Trump signs a revised AI order featuring a voluntary 30-day review of models. Trump signs a revised AI order featuring a voluntary 30-day review of models. Trump signed a reduced AI executive order that includes a voluntary 30-day pre-release model review and a cybersecurity clearinghouse, which is shorter than the previously planned 90-day mandatory draft that was abandoned in May. Hackers used brute force to compromise Dashlane's two-factor authentication and downloaded encrypted vaults. Hackers used brute force to compromise Dashlane's two-factor authentication and downloaded encrypted vaults. Attackers circumvented Dashlane's 2FA on less than 20 accounts by brute-forcing numeric codes and retrieving encrypted password vaults. Zero-knowledge encryption safeguards data, provided that the master passwords are robust. Microsoft reveals Project Solara: an operating system designed for agent-first devices. Microsoft reveals Project Solara: an operating system designed for agent-first devices. Microsoft's Project Solara is an innovative platform for devices that operate using AI agents in place of traditional apps. Two concept designs, one resembling a badge and the other a desk device, are currently being tested with Best Buy, CVS, Levi's, and Target.

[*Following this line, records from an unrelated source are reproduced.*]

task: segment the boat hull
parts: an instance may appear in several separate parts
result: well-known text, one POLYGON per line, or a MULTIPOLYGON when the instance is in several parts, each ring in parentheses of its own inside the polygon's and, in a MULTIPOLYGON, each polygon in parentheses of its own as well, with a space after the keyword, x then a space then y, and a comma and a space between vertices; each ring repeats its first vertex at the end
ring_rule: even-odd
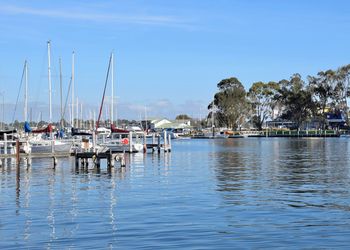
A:
POLYGON ((62 144, 39 144, 35 143, 31 145, 31 153, 70 153, 71 150, 71 144, 69 143, 62 143, 62 144))
MULTIPOLYGON (((115 143, 103 143, 100 146, 109 148, 113 153, 117 152, 130 152, 129 144, 115 144, 115 143)), ((143 145, 140 143, 135 143, 132 145, 132 152, 141 152, 143 150, 143 145)))

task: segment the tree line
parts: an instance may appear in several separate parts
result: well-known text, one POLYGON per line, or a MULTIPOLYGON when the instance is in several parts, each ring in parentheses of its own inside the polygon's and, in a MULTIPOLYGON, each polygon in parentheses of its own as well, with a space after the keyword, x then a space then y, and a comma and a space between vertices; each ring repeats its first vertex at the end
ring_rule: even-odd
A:
POLYGON ((326 115, 345 114, 348 123, 350 97, 350 64, 336 70, 320 71, 316 76, 293 74, 278 82, 254 82, 248 91, 236 78, 221 80, 214 100, 208 105, 208 119, 215 116, 215 125, 239 129, 250 122, 261 130, 268 120, 281 118, 295 124, 316 121, 327 125, 326 115))

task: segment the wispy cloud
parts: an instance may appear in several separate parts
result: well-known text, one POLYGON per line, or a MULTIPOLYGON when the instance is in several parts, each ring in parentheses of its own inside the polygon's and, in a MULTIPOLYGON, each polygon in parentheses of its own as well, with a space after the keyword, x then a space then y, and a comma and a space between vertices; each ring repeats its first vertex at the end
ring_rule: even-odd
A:
POLYGON ((57 18, 90 22, 112 22, 144 25, 166 25, 166 26, 189 26, 186 20, 175 16, 167 15, 135 15, 135 14, 114 14, 91 11, 87 9, 44 9, 22 7, 16 5, 1 5, 0 13, 7 15, 31 15, 46 18, 57 18))

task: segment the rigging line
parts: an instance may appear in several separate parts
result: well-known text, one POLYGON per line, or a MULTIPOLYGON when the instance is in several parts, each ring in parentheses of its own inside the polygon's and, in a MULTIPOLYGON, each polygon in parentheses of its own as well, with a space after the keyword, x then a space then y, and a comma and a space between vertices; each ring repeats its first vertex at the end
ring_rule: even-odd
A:
POLYGON ((15 105, 15 110, 13 111, 12 123, 15 121, 15 115, 16 115, 16 111, 17 111, 17 104, 18 104, 19 95, 20 95, 21 89, 22 89, 24 73, 25 73, 25 65, 24 65, 24 67, 23 67, 23 72, 22 72, 22 77, 21 77, 21 83, 20 83, 20 85, 19 85, 19 89, 18 89, 18 93, 17 93, 17 100, 16 100, 16 105, 15 105))
POLYGON ((102 102, 101 102, 101 106, 100 106, 100 112, 98 114, 98 119, 97 119, 97 122, 96 122, 96 130, 98 129, 98 125, 99 125, 100 119, 101 119, 102 107, 103 107, 103 102, 104 102, 105 94, 106 94, 106 88, 107 88, 107 83, 108 83, 109 69, 111 67, 111 61, 112 61, 112 55, 109 57, 109 64, 108 64, 108 69, 107 69, 105 88, 103 90, 103 96, 102 96, 102 102))
MULTIPOLYGON (((64 119, 65 115, 66 115, 66 110, 67 110, 67 103, 68 103, 68 98, 69 98, 69 93, 70 93, 70 89, 71 89, 71 85, 72 85, 72 77, 70 78, 69 81, 69 86, 68 86, 68 91, 67 91, 67 95, 66 95, 66 101, 64 103, 64 108, 63 108, 63 114, 62 114, 62 118, 64 119)), ((73 127, 73 124, 71 124, 73 127)))

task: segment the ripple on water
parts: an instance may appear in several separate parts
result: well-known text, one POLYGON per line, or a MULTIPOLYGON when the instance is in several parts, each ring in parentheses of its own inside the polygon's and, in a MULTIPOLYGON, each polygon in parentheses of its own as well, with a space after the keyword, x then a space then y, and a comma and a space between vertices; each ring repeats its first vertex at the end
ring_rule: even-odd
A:
POLYGON ((348 140, 173 142, 126 168, 0 168, 0 248, 345 248, 348 140))

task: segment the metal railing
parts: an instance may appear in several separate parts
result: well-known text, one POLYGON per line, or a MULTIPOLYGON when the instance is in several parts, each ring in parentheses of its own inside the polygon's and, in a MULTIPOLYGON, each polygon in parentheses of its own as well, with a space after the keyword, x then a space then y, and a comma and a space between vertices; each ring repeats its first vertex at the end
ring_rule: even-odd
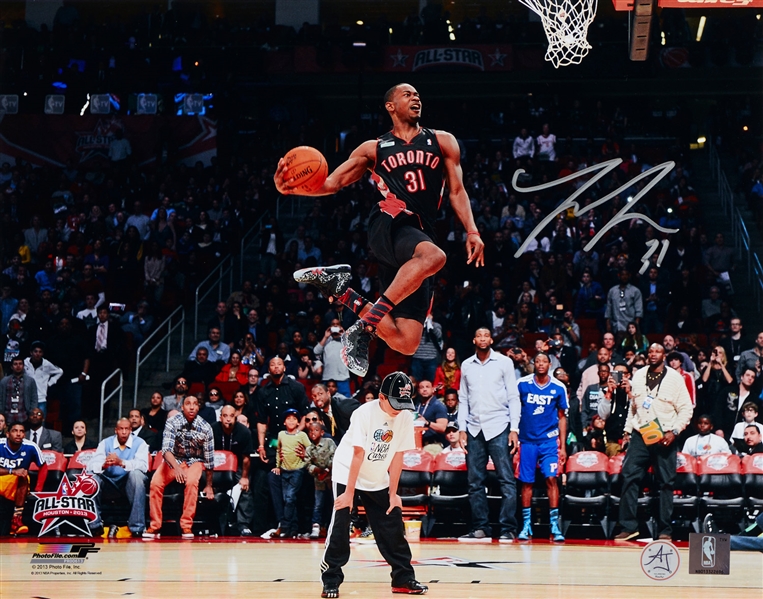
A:
POLYGON ((135 392, 132 400, 132 407, 135 408, 138 405, 138 384, 140 380, 140 368, 148 360, 151 355, 162 345, 167 344, 167 355, 165 363, 165 372, 170 371, 170 347, 172 345, 172 334, 180 329, 180 355, 183 355, 183 346, 185 345, 185 308, 178 306, 162 323, 156 327, 156 330, 151 333, 146 340, 140 344, 138 351, 135 352, 135 392), (154 337, 160 335, 156 340, 154 337), (150 349, 149 343, 153 346, 150 349), (145 355, 143 353, 145 352, 145 355))
POLYGON ((239 254, 238 254, 238 282, 239 284, 244 282, 244 256, 246 255, 245 252, 247 249, 249 249, 249 247, 253 243, 255 243, 257 239, 257 234, 260 232, 260 229, 261 229, 262 221, 268 218, 269 216, 270 216, 270 212, 266 210, 263 213, 263 215, 257 219, 257 222, 254 223, 251 226, 251 228, 246 233, 244 233, 244 235, 241 237, 241 250, 239 251, 239 254))
POLYGON ((98 417, 98 442, 100 443, 103 440, 103 408, 104 406, 111 401, 111 399, 119 393, 119 411, 117 412, 118 417, 122 417, 122 392, 124 391, 124 377, 122 376, 122 369, 117 368, 114 372, 112 372, 109 376, 106 377, 106 379, 101 383, 101 411, 100 416, 98 417), (108 383, 111 379, 113 379, 115 376, 119 376, 119 384, 108 394, 106 395, 106 383, 108 383))
POLYGON ((731 221, 731 237, 734 244, 734 254, 744 264, 747 273, 747 283, 753 288, 753 295, 758 309, 763 308, 763 266, 758 254, 752 249, 750 232, 744 222, 742 213, 736 206, 734 191, 729 185, 726 173, 721 167, 721 159, 713 144, 710 144, 709 167, 713 180, 718 184, 718 198, 724 214, 731 221))
POLYGON ((196 287, 194 294, 194 312, 193 312, 193 338, 199 338, 199 305, 207 296, 217 287, 217 297, 223 296, 223 278, 228 275, 228 295, 233 292, 233 255, 228 254, 220 261, 220 264, 212 269, 204 280, 196 287), (211 281, 211 282, 210 282, 211 281), (207 287, 202 293, 202 288, 207 287))

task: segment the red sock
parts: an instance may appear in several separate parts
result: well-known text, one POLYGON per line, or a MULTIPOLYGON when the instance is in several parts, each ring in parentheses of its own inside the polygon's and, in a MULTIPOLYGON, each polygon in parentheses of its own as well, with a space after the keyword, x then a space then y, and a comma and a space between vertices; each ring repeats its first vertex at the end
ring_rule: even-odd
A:
POLYGON ((367 303, 369 303, 366 298, 350 287, 348 287, 347 291, 345 291, 341 297, 338 297, 336 301, 347 306, 358 316, 360 316, 360 311, 365 308, 367 303))
POLYGON ((376 328, 376 326, 381 322, 381 319, 389 314, 390 310, 392 310, 394 307, 395 304, 389 301, 386 296, 382 295, 378 300, 376 300, 376 303, 371 306, 371 309, 366 312, 366 315, 362 320, 366 324, 376 328))

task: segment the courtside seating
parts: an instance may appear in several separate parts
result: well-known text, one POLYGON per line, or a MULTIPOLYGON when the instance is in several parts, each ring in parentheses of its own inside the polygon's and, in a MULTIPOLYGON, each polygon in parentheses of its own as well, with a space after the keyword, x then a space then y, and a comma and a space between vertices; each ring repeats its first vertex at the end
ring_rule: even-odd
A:
POLYGON ((744 494, 750 509, 763 509, 763 453, 746 455, 742 458, 744 494))
POLYGON ((95 455, 95 449, 83 449, 69 458, 66 465, 66 476, 69 480, 74 480, 76 476, 87 468, 88 462, 95 455))
MULTIPOLYGON (((676 455, 676 482, 673 486, 673 518, 691 522, 694 532, 699 526, 699 480, 696 472, 696 458, 688 453, 676 455)), ((655 498, 659 502, 659 498, 655 498)), ((659 509, 659 504, 655 509, 659 509)))
MULTIPOLYGON (((609 460, 609 500, 610 505, 613 509, 616 509, 618 512, 620 510, 620 494, 623 489, 623 461, 625 460, 625 454, 621 453, 619 455, 616 455, 613 458, 610 458, 609 460)), ((644 475, 644 478, 641 479, 641 490, 639 491, 639 497, 638 497, 638 511, 642 512, 642 515, 645 513, 649 513, 649 518, 647 519, 647 526, 649 527, 649 531, 653 538, 657 537, 656 534, 656 527, 657 522, 654 519, 654 516, 652 516, 650 512, 651 507, 651 501, 652 501, 652 490, 654 489, 654 482, 652 478, 652 469, 650 468, 649 471, 644 475)), ((643 517, 639 517, 639 521, 643 521, 643 517)), ((611 536, 612 532, 615 528, 615 520, 612 520, 609 523, 609 534, 611 536)))
POLYGON ((745 504, 739 456, 716 453, 697 458, 700 516, 712 513, 716 519, 741 522, 745 504))
MULTIPOLYGON (((434 522, 437 521, 438 511, 443 509, 455 508, 462 516, 467 513, 464 508, 469 505, 469 479, 465 453, 451 451, 435 458, 429 503, 434 522)), ((459 519, 468 522, 466 518, 459 519)))
MULTIPOLYGON (((58 485, 61 484, 61 480, 66 474, 66 465, 69 460, 66 459, 64 454, 58 451, 50 451, 48 449, 42 450, 42 457, 45 463, 48 465, 48 474, 45 480, 42 481, 43 491, 55 491, 58 489, 58 485)), ((37 477, 40 474, 40 469, 36 464, 30 464, 29 466, 29 488, 34 490, 37 488, 37 477)))
POLYGON ((566 534, 573 522, 589 526, 591 518, 596 518, 608 538, 609 458, 599 451, 582 451, 567 459, 565 472, 567 481, 561 502, 563 532, 566 534))
MULTIPOLYGON (((199 503, 196 506, 196 517, 194 520, 201 523, 204 528, 209 528, 208 524, 212 525, 212 530, 219 535, 223 535, 226 532, 226 521, 228 518, 228 510, 230 508, 230 491, 236 484, 236 469, 238 468, 238 460, 236 454, 230 451, 215 450, 215 469, 212 473, 212 487, 215 492, 215 498, 213 502, 209 502, 207 499, 199 497, 199 503), (207 524, 208 523, 208 524, 207 524)), ((205 484, 205 475, 202 475, 199 481, 199 491, 201 491, 205 484)), ((181 500, 182 507, 182 500, 181 500)))
POLYGON ((403 454, 403 471, 398 484, 403 517, 428 514, 433 463, 434 458, 428 451, 411 449, 403 454))
POLYGON ((241 384, 237 381, 226 381, 224 383, 215 381, 211 386, 220 389, 220 393, 223 394, 223 399, 225 401, 233 400, 233 394, 241 388, 241 384))

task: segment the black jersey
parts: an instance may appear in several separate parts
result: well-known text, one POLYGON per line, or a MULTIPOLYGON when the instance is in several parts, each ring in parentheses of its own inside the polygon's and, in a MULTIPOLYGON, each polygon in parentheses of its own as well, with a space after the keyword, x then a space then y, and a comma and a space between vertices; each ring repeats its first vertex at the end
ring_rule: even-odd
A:
POLYGON ((382 135, 371 178, 382 195, 381 212, 415 216, 421 229, 433 229, 445 188, 445 159, 434 131, 422 129, 410 143, 392 132, 382 135))

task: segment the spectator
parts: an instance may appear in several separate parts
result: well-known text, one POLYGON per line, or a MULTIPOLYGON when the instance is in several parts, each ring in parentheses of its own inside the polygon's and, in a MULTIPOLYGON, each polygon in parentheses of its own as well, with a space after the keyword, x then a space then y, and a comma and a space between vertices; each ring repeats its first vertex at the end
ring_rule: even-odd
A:
POLYGON ((3 281, 0 286, 0 334, 5 335, 8 332, 8 321, 16 312, 18 305, 19 300, 11 295, 11 285, 3 281))
POLYGON ((130 422, 130 428, 132 429, 132 436, 137 437, 138 439, 143 439, 148 445, 148 450, 151 453, 161 449, 162 435, 152 431, 146 426, 146 421, 140 410, 137 408, 130 410, 128 421, 130 422))
MULTIPOLYGON (((620 342, 620 355, 624 356, 628 350, 640 354, 646 352, 649 348, 649 340, 646 335, 639 331, 639 326, 635 322, 629 322, 623 340, 620 342)), ((683 359, 681 360, 683 362, 683 359)))
POLYGON ((132 146, 125 137, 124 129, 117 129, 114 132, 114 138, 109 142, 109 160, 115 167, 119 167, 127 162, 132 155, 132 146))
POLYGON ((242 537, 251 537, 250 528, 254 517, 254 501, 249 485, 249 456, 253 451, 252 433, 243 424, 236 422, 236 409, 225 406, 220 411, 220 421, 212 425, 215 451, 230 451, 236 456, 236 484, 241 494, 236 504, 236 526, 242 537))
POLYGON ((122 331, 132 335, 133 345, 140 347, 154 328, 154 317, 148 313, 146 301, 138 302, 135 312, 125 312, 119 317, 122 331))
POLYGON ((8 436, 8 424, 5 419, 5 414, 0 412, 0 439, 5 439, 8 436))
POLYGON ((461 437, 458 434, 458 422, 455 420, 448 422, 448 426, 445 428, 445 439, 448 444, 445 449, 442 450, 442 453, 464 453, 464 449, 461 447, 461 437))
POLYGON ((641 330, 644 334, 662 333, 666 309, 670 299, 670 287, 660 280, 659 270, 652 266, 647 271, 647 278, 639 285, 644 299, 644 318, 641 330))
POLYGON ((681 364, 681 368, 683 368, 686 372, 694 372, 694 362, 691 361, 691 358, 689 357, 689 354, 686 352, 679 351, 678 345, 676 344, 676 338, 673 337, 673 335, 665 335, 665 337, 662 340, 662 347, 665 348, 665 354, 671 354, 673 352, 677 352, 681 355, 681 358, 683 358, 683 363, 681 364))
POLYGON ((435 393, 442 395, 446 389, 458 391, 461 386, 461 362, 454 347, 445 350, 445 359, 435 370, 435 393))
POLYGON ((713 285, 710 287, 710 297, 702 300, 702 321, 707 325, 714 316, 721 313, 721 290, 713 285))
POLYGON ((342 335, 344 328, 338 318, 331 320, 323 338, 313 348, 315 357, 323 362, 323 382, 333 380, 344 397, 350 397, 350 371, 342 360, 342 335))
POLYGON ((622 268, 618 277, 620 284, 612 287, 607 293, 605 318, 607 331, 623 335, 628 330, 628 323, 639 324, 644 311, 641 292, 630 284, 630 271, 622 268))
MULTIPOLYGON (((179 376, 172 384, 174 393, 172 395, 165 395, 162 398, 162 409, 170 412, 171 410, 180 410, 183 407, 183 400, 188 394, 188 379, 184 376, 179 376)), ((159 429, 157 429, 159 430, 159 429)))
POLYGON ((14 422, 8 429, 8 437, 0 439, 0 476, 4 478, 0 496, 13 502, 11 536, 29 532, 29 527, 21 519, 29 495, 29 466, 35 464, 40 468, 37 491, 42 491, 47 476, 48 465, 40 448, 24 439, 25 427, 24 422, 14 422))
MULTIPOLYGON (((141 409, 140 413, 143 416, 143 421, 146 426, 152 431, 159 434, 164 432, 164 424, 167 422, 167 410, 162 408, 164 398, 158 391, 154 391, 151 394, 150 405, 141 409)), ((182 402, 179 402, 182 405, 182 402)))
POLYGON ((331 493, 331 467, 334 462, 336 444, 334 440, 325 437, 325 427, 322 422, 312 422, 307 426, 307 436, 310 445, 305 451, 307 472, 313 477, 315 487, 315 502, 313 504, 313 526, 310 530, 310 538, 318 539, 326 535, 328 522, 326 521, 326 507, 332 498, 331 493))
POLYGON ((448 410, 440 400, 434 395, 432 381, 423 379, 417 386, 418 401, 414 402, 414 425, 422 424, 424 434, 421 436, 423 447, 432 446, 428 449, 431 453, 437 455, 446 443, 445 427, 448 426, 448 410))
POLYGON ((695 458, 713 453, 731 453, 729 444, 723 437, 713 433, 713 419, 708 414, 702 414, 697 418, 698 434, 686 439, 683 453, 688 453, 695 458))
MULTIPOLYGON (((13 422, 11 420, 11 422, 13 422)), ((45 428, 42 410, 32 408, 29 412, 29 428, 26 438, 37 445, 40 449, 49 449, 63 453, 64 443, 61 433, 56 430, 45 428)))
POLYGON ((64 371, 53 391, 61 400, 62 426, 71 430, 69 427, 82 418, 82 387, 89 379, 90 351, 73 328, 71 317, 63 316, 56 330, 48 341, 47 354, 64 371))
POLYGON ((196 357, 196 350, 204 348, 207 350, 207 359, 210 362, 220 362, 221 365, 230 360, 230 347, 220 342, 220 327, 212 326, 207 330, 207 339, 200 341, 188 356, 189 360, 196 357))
POLYGON ((753 368, 757 372, 761 357, 763 357, 763 331, 758 333, 755 338, 753 348, 745 350, 739 355, 739 360, 736 363, 737 380, 741 379, 742 373, 748 368, 753 368))
POLYGON ((97 298, 92 293, 85 296, 85 307, 77 312, 77 318, 85 323, 88 329, 93 328, 98 322, 98 310, 95 307, 97 298))
POLYGON ((77 420, 72 427, 72 440, 64 445, 64 453, 73 455, 78 451, 95 449, 98 443, 87 436, 87 424, 83 420, 77 420))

EXCLUSIVE: Obsession Star Megan Lawless Discusses Sarah’s Unexpected Destiny, Audience Reactions, and Future Plans EXCLUSIVE: Obsession Star Megan Lawless Discusses Sarah’s Unexpected Destiny, Audience Reactions, and Future Plans In a unique interview, Obsession star Megan Lawless talks about Sarah's unexpected demise, the film's remarkable success, her camaraderie with Inde Navarrette, and her future plans. Amazon has revealed the date for its Prime Day sales, which will take place slightly earlier this year. Amazon has revealed the date for its Prime Day sales, which will take place slightly earlier this year. Prime Day is returning and it’s happening earlier than ever before. This year, it will take place from June 23 to 26, compared to July 8 last year. Hackers forcefully bypassed Dashlane's two-factor authentication and accessed encrypted vaults. Hackers forcefully bypassed Dashlane's two-factor authentication and accessed encrypted vaults. Attackers managed to circumvent Dashlane's two-factor authentication on fewer than 20 accounts by brute-forcing numeric codes and downloading encrypted password vaults. Data is safeguarded by zero-knowledge encryption, provided that the master passwords are robust.

Perplexity divides AI inference between personal computers and the cloud to reduce expenses.

Perplexity AI has developed a real-time routing system that distributes AI tasks between personal computers and cloud servers, which was disclosed at Computex in conjunction with Intel, as revenue reaches $500 million.